The title of the play is an allusion to myth, described in Ovid’s Metamorphosis. The sculptor Pymalion lived on the island of Crete, an area that worshipped the goddess Venus. Pymalion did not approve of the behavior of the women of Crete, so he vowed never to marry. Instead, he directed his energy into his art and created a sculpture of a beautiful woman, which he named Galatea. Pygmalion fell in love with his creation and prayed that she would come alive. Venus granted his prayer. Galatea became a living woman, stepped off her pedestal, and married Pymalion.
Shaw says that comedy must be didactic: it must teach as well as entertain. Under the guise of comedy, Shaw is presenting a serious issue, one that is not easily resolved. Shaw lived in a society structured by class. For most, the class you were born into determined the rest of your life, and few people made significant changes in class. Shaw is suggesting that class barriers, marked by speech and accent, are false indicators of an individual’s worth and ability. The upper class is not superior by virtue of its birth. A flower girl can pass for a duchess and prove herself worthy of this status by virtue of her character and determination. In a democratic society, this is not a shocking assumption, but in Shaw’s society, England in the 19th and early 20th centuries, it would be.
The play has five acts. Act I serves as a sort of prologue. In Acts II and III, the flower girl becomes a duchess. In Acts IV and V, the duchess becomes a complete human being, unlike her creator, who never quite achieves this status.
1. In the first scene, we get a cross section of society in accent and action. What classes are represented by Liza, Pickering, Higgins, the Eynsford-Hills? What do we learn about the crowd’s attitude toward authority from their behavior toward the “notetaker,” whom they assume to be a plainclothes policeman? Why must the Eynsford-Hills want to take a cab and not the bus, even though they really can’t afford it?

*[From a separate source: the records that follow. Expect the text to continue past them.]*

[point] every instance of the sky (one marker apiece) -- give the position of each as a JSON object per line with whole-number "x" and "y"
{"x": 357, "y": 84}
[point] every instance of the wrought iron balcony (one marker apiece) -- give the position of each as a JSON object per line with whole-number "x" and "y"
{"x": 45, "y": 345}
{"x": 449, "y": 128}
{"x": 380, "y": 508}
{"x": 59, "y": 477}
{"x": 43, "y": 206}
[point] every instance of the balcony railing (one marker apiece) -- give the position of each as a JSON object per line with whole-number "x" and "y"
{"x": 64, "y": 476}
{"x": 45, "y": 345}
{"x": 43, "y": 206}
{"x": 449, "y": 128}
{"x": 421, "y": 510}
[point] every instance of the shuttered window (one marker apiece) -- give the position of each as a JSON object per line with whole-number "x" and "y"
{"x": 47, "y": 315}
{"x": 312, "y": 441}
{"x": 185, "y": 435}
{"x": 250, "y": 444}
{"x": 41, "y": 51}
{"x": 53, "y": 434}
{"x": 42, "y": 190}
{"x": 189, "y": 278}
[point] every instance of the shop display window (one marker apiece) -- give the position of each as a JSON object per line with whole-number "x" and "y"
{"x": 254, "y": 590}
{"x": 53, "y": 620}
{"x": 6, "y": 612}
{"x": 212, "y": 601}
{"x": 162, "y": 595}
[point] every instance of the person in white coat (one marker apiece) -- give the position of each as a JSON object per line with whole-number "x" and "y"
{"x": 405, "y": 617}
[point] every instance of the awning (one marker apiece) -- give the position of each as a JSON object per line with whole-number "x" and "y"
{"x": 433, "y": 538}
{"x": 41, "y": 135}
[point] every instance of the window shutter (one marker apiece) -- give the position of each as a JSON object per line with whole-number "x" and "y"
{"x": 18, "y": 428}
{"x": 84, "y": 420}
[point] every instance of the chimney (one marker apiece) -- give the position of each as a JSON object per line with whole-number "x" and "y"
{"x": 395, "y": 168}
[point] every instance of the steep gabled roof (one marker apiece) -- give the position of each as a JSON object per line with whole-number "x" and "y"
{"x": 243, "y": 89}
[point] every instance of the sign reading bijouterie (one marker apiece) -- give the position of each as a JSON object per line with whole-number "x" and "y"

2. Liza says, “My character is the same to me as any lady’s” (26) In fact, Liza has to care more about her character than any lady. What assumptions are made about Liza due to her accent and class? How does she show these assumptions to be false?
3. Higgins says, “This is an age of upstarts” (27). People are supposed to aspire towards middle-class respectability. But even when people make enough money, they could still be hampered by having the wrong accent or manner of dress. Why does Liza want to change the way she speaks? What else will she be changing?
4. In some ways, Higgins is more of a statue than his Galatea. How does he feel about people in general? Whom does he care about? (What would Freud say about this?) How does he treat Liza when she appears at his home? Why does Liza think it important that he know she came in a cab?
5. Swearing is part of Liza’s vocabulary because this is what she has always heard around her. Higgins also uses a particularly British form of invective, which Mrs. Pearce alludes to (51). Liza is low and common when she swears. What about Higgins?
6. What does Liza’s father assume about the relationship between Higgins and his daughter? Why does he want from Higgins?
7. Doolittle describes himself as one of the “the undeserving poor” (58). He says that he can’t afford having morals. What does Doolittle think of middle-class morality? Is Doolittle a moral man?
8. What is an “at-home day” (33)? Why do people participate in these kind of social occasions? When Liza is presented at Mrs. Higgin’s at-home day, how is she more like a doll or a statue than a human being? What does Liza choose to talk about?
9. At this point in the play, how do both Pickering and Higgins treat Liza?
10. Mrs. Higgins, like Mrs. Pearce in Act II, sees a problem about Liza. Mrs. Pearce was more concerned with appearances: Liza living with Higgins could be misconstrued. What does Mrs. Higgins understand that the men don’t see?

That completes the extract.